The New Low-Carb Diet CookbookThe New Low-Carb Diet Cookbook by Laura Lamont
My rating: 3 of 5 stars

I was really excited by this diet until I got to the recipes. I have a nut allergy. This, like many other diets, uses a lot of nuts in its recipes.

The Good
The photos in the book are great. I love seeing great photos on cookbooks. I'm alway so disappointed that my attempts never live up to the photos but I like to see them anyway.
The diet makes sense.
The diet uses colour coding to establish the 'rules' to follow. I thought that this makes sense and would make it easier to create your own meal plans.
The informative pages explaining the science behind the diet are in accessible language,

The Drawbacks
Too many nuts in the recipes.
The sample recipes all required a lot of cooking. When I'm detoxing off sugar, carbs and caffeine the last thing I want to be doing to baking my own bread for half a slice at breakfast.
Most of the recipes had at least a couple of ingredients that I don't usually buy.
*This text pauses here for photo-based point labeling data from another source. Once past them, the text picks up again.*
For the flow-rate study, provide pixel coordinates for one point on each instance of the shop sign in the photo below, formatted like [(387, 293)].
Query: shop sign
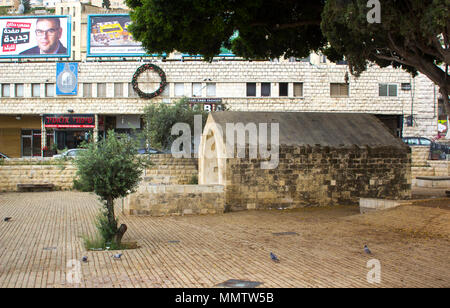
[(69, 121)]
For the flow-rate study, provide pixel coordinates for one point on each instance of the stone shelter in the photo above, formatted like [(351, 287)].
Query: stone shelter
[(322, 159)]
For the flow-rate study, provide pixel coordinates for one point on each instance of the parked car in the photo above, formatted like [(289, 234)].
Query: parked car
[(69, 153), (437, 150), (3, 156)]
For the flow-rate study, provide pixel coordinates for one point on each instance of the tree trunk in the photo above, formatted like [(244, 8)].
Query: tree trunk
[(120, 232), (110, 208), (444, 93)]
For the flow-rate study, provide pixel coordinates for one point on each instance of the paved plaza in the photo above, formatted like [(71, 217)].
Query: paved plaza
[(317, 247)]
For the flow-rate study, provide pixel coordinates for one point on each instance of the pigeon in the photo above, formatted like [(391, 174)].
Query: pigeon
[(274, 257)]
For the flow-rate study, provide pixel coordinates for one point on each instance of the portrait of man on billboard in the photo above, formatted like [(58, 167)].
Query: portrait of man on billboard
[(48, 34)]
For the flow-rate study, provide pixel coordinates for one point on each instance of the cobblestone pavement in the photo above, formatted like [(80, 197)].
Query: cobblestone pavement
[(411, 243)]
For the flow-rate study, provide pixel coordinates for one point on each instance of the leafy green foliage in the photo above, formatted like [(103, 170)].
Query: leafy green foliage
[(266, 28), (111, 169), (412, 34), (159, 120)]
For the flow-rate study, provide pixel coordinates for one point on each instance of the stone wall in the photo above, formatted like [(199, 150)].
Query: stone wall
[(309, 176), (169, 170), (160, 200), (59, 175), (422, 166), (230, 78)]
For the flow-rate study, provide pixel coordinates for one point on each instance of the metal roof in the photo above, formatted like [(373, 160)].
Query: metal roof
[(311, 128)]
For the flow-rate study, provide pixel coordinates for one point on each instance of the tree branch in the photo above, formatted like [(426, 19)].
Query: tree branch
[(288, 25)]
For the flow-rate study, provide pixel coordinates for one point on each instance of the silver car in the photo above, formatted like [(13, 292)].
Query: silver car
[(69, 153)]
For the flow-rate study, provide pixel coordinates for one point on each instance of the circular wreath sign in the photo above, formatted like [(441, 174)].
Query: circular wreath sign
[(142, 69)]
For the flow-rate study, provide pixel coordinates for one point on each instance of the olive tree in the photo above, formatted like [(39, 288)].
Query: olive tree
[(111, 169)]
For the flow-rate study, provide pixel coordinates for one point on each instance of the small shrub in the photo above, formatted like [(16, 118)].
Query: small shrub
[(194, 180)]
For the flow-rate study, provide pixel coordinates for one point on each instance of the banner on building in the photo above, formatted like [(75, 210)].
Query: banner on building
[(35, 37), (66, 78), (69, 120), (108, 36)]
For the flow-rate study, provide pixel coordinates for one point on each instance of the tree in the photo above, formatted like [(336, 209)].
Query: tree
[(413, 34), (111, 169), (159, 120), (267, 28)]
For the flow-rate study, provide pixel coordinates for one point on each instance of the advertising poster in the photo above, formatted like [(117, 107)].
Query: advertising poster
[(35, 36), (108, 36), (66, 78)]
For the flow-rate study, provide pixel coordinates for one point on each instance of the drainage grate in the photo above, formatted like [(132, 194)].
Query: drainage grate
[(284, 233), (234, 283)]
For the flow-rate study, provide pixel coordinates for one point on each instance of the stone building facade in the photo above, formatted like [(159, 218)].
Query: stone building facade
[(317, 159), (28, 95)]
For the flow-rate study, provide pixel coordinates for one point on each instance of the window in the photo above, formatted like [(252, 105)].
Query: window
[(19, 90), (36, 90), (196, 89), (5, 90), (298, 89), (49, 89), (339, 90), (166, 91), (118, 89), (265, 89), (179, 89), (210, 89), (283, 89), (87, 89), (251, 89), (387, 89), (131, 92), (101, 89)]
This makes it more difficult to get the rest of the family to eat with you.
The recipes were not colour coded to illustrated how the colour coded system works. I really expected the recipes to clearly model the system.

I have bookmarked six recipes to try. However, I don't think that I will try the diet because I prefer to have greater guidance.

Have a look for yourself.

I received a copy of this book in exchange for a review.